Mandatory Campaign Esperanto and Poetry

by Bob Schwartz

The First Amendment forbids the government from controlling how political candidates campaign. Which seems a shame, since the abuse of language, logic, and truth that goes on often seems criminal, a form of citizen abuse.

But if we could make some changes, it might be fun and even enlightening. So instead of having to endure candidates pandering with their (sometimes questionable) fluency in Spanish, we could require all of them to campaign in Esperanto.

Jeb Bush might then have launched his campaign this way, almost certainly capturing the Esperanto vote:

En ajna lingvo, mia mesaĝo estos optimisma ĉar mi estas certa ke ni povos fari la jardekoj tuj antaŭ la plej granda tempo iam esti viva en tiu mondo.

Ke hazardo, ke espero postulas pli bona kiu estas en ni, kaj Mi gxin donos mian ĉiuj.

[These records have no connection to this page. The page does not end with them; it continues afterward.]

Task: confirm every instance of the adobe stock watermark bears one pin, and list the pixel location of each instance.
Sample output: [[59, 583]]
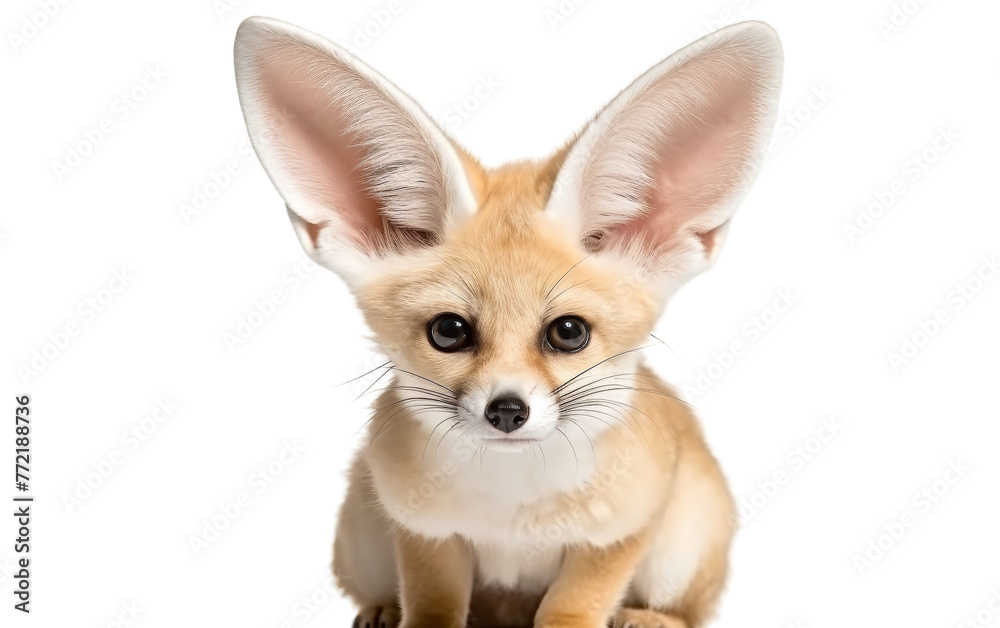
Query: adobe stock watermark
[[258, 482], [127, 614], [923, 502], [57, 342], [264, 308], [885, 197], [132, 439], [898, 16], [549, 536], [751, 332], [77, 151], [955, 300], [33, 23], [795, 461], [308, 605], [456, 115]]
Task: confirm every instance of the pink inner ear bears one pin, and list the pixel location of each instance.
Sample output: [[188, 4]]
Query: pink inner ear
[[310, 129], [701, 156]]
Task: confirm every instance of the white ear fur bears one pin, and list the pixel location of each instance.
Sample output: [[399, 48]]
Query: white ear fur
[[364, 172], [656, 176]]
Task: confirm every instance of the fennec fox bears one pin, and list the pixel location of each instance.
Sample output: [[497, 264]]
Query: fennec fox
[[522, 467]]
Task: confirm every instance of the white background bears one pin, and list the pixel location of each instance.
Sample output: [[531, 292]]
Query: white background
[[888, 93]]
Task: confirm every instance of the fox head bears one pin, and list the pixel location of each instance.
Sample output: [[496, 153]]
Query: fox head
[[504, 297]]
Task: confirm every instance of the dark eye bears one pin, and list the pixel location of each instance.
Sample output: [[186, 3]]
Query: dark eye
[[449, 332], [568, 333]]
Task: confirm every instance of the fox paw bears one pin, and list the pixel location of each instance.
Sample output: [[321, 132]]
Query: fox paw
[[645, 618], [377, 617]]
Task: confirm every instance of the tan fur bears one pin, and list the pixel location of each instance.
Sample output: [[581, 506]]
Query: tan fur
[[598, 501], [506, 255]]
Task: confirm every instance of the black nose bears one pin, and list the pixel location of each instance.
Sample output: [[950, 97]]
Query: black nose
[[507, 413]]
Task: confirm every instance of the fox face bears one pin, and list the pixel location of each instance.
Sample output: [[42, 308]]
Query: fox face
[[506, 297], [501, 318]]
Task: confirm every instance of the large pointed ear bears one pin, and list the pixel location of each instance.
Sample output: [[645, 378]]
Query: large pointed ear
[[364, 172], [657, 175]]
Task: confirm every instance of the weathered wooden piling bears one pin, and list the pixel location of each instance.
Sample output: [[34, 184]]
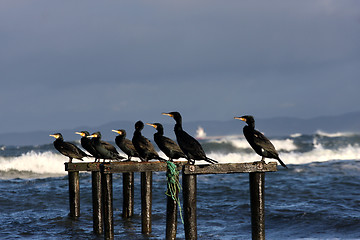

Mi kampanji kiel mi utilus, irante ĉie , parolante al ĉiuj, observante Miajn vorto, alfrontante la demandoj sen flinching, kaj restante fidela al kion mi kredas.

Mi prenos nenio kaj neniu por sentado. Mi kuras kun koro.

Mi kuras por gajni.

Ĝi komencas tie kaj nun.

Kaj mi petas vian voĉdonon.

Dankon. Dio benu vin.

In any language, my message will be an optimistic one because I am certain that we can make the decades just ahead the greatest time ever to be alive in this world.

That chance, that hope requires the best that is in us, and I will give it my all.

I will campaign as I would serve, going everywhere, speaking to everyone, keeping my word, facing the issues without flinching, and staying true to what I believe.

I will take nothing and no one for granted. I will run with heart.

I will run to win.

It begins here and now.

And I’m asking for your vote.

Thank you. God Bless You.

Even better, let us require all candidates to campaign in poetry, rather than in their often overextended, useless, uninspired, and uninspiring prose.

They could choose any genre or form that suited them and their message. Rhyming or free verse. Classic or experimental. Long or short. Of course, we would be thrilled if they would go with haiku or some other sort of micro poetry. Imagine a campaign speech only 17 syllables long. It would be blissfully over as quickly as it began. By the time they got through “God bless you and God bless the United States of America,” they would have exactly one syllable left. Which given the nonsense that we have to endure, may still be one syllable too many.